Educating the Sustainable Built Environment Professional – Facing the Challenge
Educating the Sustainable Built Environment Professional – Facing the Challenge
Dr Sarath Mataraarachchi, Ms Sunanda Peri, Mr Liam Apter
The terms sustainability and sustainable development are used in conversations, writings, and government programmes more than ever. However, most cannot explain what it is if they were asked to do so. Sustainable development is all-encompassing and not limited to one discipline, location, or community. There are definitions, but they don’ t provide a meaningful explanation of the concept— the difficulty of defining sustainability and making someone feel it is an issue for teachers of sustainability. Sustainability interconnects with everything we do and everything that happens around us. Interconnectivity essentially varies from place to place, activity to activity, and event to event. Classroom teaching and hypothetical projects are limited to known scenarios. Sustainability is related to some known and many unknown conditions and scenarios that are interdependent and interconnected.
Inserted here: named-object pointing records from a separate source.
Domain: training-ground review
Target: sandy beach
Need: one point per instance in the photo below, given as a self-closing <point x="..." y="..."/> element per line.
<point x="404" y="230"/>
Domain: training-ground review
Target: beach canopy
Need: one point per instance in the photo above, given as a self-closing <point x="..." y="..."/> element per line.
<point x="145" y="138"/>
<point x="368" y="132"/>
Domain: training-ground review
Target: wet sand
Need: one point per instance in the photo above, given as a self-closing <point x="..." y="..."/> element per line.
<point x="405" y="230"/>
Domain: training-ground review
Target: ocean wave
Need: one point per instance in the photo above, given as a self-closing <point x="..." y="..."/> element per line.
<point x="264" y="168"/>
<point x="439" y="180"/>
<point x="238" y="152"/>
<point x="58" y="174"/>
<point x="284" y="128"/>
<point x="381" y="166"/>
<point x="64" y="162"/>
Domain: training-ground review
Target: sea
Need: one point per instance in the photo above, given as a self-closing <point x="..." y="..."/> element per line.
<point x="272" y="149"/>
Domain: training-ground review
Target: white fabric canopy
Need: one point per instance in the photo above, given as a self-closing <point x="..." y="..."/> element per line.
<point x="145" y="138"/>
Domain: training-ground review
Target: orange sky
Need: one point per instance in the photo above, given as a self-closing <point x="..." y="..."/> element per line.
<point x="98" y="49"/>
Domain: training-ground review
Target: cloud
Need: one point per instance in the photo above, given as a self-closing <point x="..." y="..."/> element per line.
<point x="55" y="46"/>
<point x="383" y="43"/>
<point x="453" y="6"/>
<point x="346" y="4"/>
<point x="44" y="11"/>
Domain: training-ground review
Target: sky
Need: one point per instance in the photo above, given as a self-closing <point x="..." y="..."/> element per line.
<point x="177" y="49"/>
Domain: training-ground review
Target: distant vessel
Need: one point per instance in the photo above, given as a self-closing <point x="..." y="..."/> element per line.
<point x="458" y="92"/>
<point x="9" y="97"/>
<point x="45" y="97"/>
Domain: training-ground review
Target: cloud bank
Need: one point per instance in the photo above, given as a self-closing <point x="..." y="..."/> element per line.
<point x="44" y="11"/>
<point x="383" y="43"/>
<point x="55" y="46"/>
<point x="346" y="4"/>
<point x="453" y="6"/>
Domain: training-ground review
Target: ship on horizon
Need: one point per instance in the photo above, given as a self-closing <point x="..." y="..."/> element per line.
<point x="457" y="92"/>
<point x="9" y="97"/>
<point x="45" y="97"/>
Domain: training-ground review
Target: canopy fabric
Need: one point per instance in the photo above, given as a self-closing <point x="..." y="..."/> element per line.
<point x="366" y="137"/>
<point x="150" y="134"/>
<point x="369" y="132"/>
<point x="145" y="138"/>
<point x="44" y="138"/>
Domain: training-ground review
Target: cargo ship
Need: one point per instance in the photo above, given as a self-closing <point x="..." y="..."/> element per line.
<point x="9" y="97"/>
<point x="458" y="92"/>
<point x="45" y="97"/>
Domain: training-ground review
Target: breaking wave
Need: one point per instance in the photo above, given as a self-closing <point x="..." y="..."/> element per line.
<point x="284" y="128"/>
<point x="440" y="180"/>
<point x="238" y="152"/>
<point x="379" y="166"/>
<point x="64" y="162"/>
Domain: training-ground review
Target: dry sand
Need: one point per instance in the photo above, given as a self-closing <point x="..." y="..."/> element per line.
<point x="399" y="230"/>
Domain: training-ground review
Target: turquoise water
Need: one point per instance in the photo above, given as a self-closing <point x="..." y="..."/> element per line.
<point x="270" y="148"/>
In educating the sustainable built environment professional, teachers face the challenge of creating conditions for the students to know, respond, and be innovative in responding to a myriad of situations that emerge in the built environment. To face this challenge, we have moved away from hypotheticals and created real-life opportunities for students to feel and experience sustainability rather than being taught through classroom exercises. We have created these opportunities by taking on the challenges faced by industry partners creating sustainable built environments. A significant part of the courses is devoted to real-life practical engagements to encourage spontaneity, insightful and critical thinking, and genuine reflection. Experience during the last few years demonstrated that real-life projects only offered opportunities to educate the professional. However, the quality of engagement between the industry and the course, students and class instructors, amongst students themselves, and the space for students to use their imagination determined the effectiveness of the knowledge creation and sharing to educate an effective professional.